Identity Matching

Identity matching is the core mechanism that links external identifiers -- wallet holder keys, institutional subject IDs (the institution-scoped eduID, the eduPersonPrincipalName), and other credentials -- to internal identity IDs without storing any plaintext identifiers in the database. When a user presents a trusted eduID credential through an OID4VP wallet presentation, or authenticates through a federated OIDC login via SURFconext, the system converts their identifier into an HMAC-SHA256 hash using a domain-separated key, then looks up that hash in the database. If a match is found, the system resolves the user's internal identity and decrypts the cached canonical attributes associated with it.

It is important to note that matching only occurs for credentials that the system trusts. The DCQL query configuration defines which credential types and issuers are accepted. Only a valid eduID credential from a trusted issuer triggers the matching process. The wallet does not just present "a key" -- it presents a verified eduID credential that contains identity attributes, and the system uses both the credential's holder key (for matching) and its attributes (like the eduPersonPrincipalName) in the reconciliation process.

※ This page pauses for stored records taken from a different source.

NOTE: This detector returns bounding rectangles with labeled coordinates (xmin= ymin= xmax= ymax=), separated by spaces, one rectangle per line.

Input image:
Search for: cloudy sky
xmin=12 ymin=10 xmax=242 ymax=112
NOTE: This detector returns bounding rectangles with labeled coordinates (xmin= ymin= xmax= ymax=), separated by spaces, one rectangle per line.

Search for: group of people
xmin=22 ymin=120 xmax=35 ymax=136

This approach means the database is cryptographically useless to an attacker. Even with full read access to every table, an adversary sees only one-way HMAC hashes and AES-256-GCM ciphertext. There are no plaintext wallet keys, no plaintext institutional identifiers, and no plaintext personal attributes stored anywhere in the matching tables. The cryptographic keys that produced these hashes and ciphertexts reside in a Hardware Security Module (HSM) or Key Management Service (KMS), entirely separate from the application database.

Why HMAC Instead of Plaintext

The decision to use HMAC-SHA256 rather than storing identifiers in plaintext -- or even using bare SHA-256 hashes -- is driven by a careful threat model analysis.

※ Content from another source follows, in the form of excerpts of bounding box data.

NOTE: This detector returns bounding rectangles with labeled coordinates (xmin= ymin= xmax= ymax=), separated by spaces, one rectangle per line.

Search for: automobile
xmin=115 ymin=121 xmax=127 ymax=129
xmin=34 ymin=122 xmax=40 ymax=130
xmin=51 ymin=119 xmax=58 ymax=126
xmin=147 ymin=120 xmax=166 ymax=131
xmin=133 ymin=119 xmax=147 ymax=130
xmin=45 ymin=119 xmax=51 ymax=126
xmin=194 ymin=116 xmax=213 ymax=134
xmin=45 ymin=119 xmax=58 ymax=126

Plaintext storage is vulnerable to data breach. If an attacker gains read access to the database (through SQL injection, a misconfigured backup, or a compromised admin account), they immediately obtain every user's wallet public key and institutional identifier. This enables impersonation, tracking, and correlation attacks across systems.

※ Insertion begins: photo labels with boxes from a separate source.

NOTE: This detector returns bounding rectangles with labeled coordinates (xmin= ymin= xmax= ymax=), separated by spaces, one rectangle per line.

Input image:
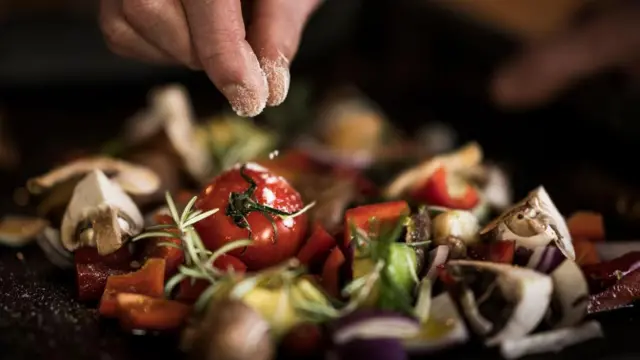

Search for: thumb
xmin=491 ymin=6 xmax=640 ymax=108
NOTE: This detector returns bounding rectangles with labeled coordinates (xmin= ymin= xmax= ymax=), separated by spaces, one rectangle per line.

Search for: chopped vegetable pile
xmin=5 ymin=84 xmax=640 ymax=360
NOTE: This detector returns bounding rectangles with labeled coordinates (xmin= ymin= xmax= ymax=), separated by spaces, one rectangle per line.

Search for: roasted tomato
xmin=195 ymin=163 xmax=307 ymax=270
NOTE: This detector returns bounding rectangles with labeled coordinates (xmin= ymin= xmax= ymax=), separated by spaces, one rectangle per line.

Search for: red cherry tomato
xmin=195 ymin=163 xmax=307 ymax=270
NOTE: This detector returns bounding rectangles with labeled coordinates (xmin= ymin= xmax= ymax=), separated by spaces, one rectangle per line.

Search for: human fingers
xmin=99 ymin=0 xmax=174 ymax=64
xmin=122 ymin=0 xmax=198 ymax=68
xmin=182 ymin=0 xmax=269 ymax=116
xmin=249 ymin=0 xmax=320 ymax=106
xmin=491 ymin=6 xmax=640 ymax=107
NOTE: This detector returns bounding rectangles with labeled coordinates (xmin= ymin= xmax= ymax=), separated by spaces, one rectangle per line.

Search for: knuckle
xmin=122 ymin=0 xmax=163 ymax=21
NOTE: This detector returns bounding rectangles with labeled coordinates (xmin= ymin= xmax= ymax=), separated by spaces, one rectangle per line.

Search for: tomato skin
xmin=194 ymin=163 xmax=308 ymax=270
xmin=322 ymin=246 xmax=346 ymax=298
xmin=412 ymin=167 xmax=480 ymax=210
xmin=297 ymin=223 xmax=336 ymax=270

Bare SHA-256 hashes are vulnerable to rainbow table attacks. While SHA-256 is a strong hash function, it is deterministic and keyless. An attacker who knows the format of the input (for example, a JWK thumbprint or a SURFconext subject identifier) can precompute hashes for a large set of plausible inputs and match them against the database. This is especially feasible when the input space is structured, as it is with OIDC subject identifiers.

HMAC-SHA256 eliminates rainbow table attacks because it requires a secret key. Without the key, an attacker cannot compute the hash for any input, no matter how much they know about the input format. The key is not stored in the database or in the application configuration files -- it lives in the HSM or KMS, accessible only through authenticated API calls.

Domain separation prevents cross-key correlation. The system uses separate HMAC keys for different identifier types (Key A for wallet holder keys, Key B for institutional identifiers). This means that even if an attacker somehow obtained Key A, they could not use it to reverse or correlate Key B hashes. Each domain is cryptographically isolated.

Three-Key Architecture

The matching system uses three distinct cryptographic keys, each serving a different purpose. This separation of concerns ensures that compromising one key does not compromise the entire system.

Key A -- Holder HMAC Key (`reconciliation:holder`, HMAC-SHA256)

Key A is used to hash wallet public key fingerprints. When a holder presents a Verifiable Presentation (VP) through the OID4VP protocol, the system extracts the holder's public key from the VP proof and computes its JWK Thumbprint according to RFC 7638. This thumbprint is a deterministic, canonical representation of the key that is independent of serialization format. The thumbprint is then passed through HMAC-SHA256 with Key A, and the resulting hash is stored as holder_identifier_hash in the database.

This means the system never stores the actual public key. It stores only a keyed hash of the key's thumbprint, which cannot be reversed without access to both the original key material and the HMAC secret.

Key B -- Institution HMAC Key (`reconciliation:institution`, HMAC-SHA256)

Key B is used to hash institutional identifiers. When a user completes a reconciliation flow through SURFconext (or another OIDC provider), the system receives the sub claim from the OIDC token. This subject identifier is passed through HMAC-SHA256 with Key B, and the resulting hash is stored as institution_identifier_hash.

Using a separate key from Key A ensures that wallet hashes and institutional hashes are cryptographically independent. An attacker who somehow obtained Key A could not use it to look up or correlate institutional identifiers, and vice versa.

Key C -- Encryption Key (`reconciliation:encryption`, AES-256-GCM)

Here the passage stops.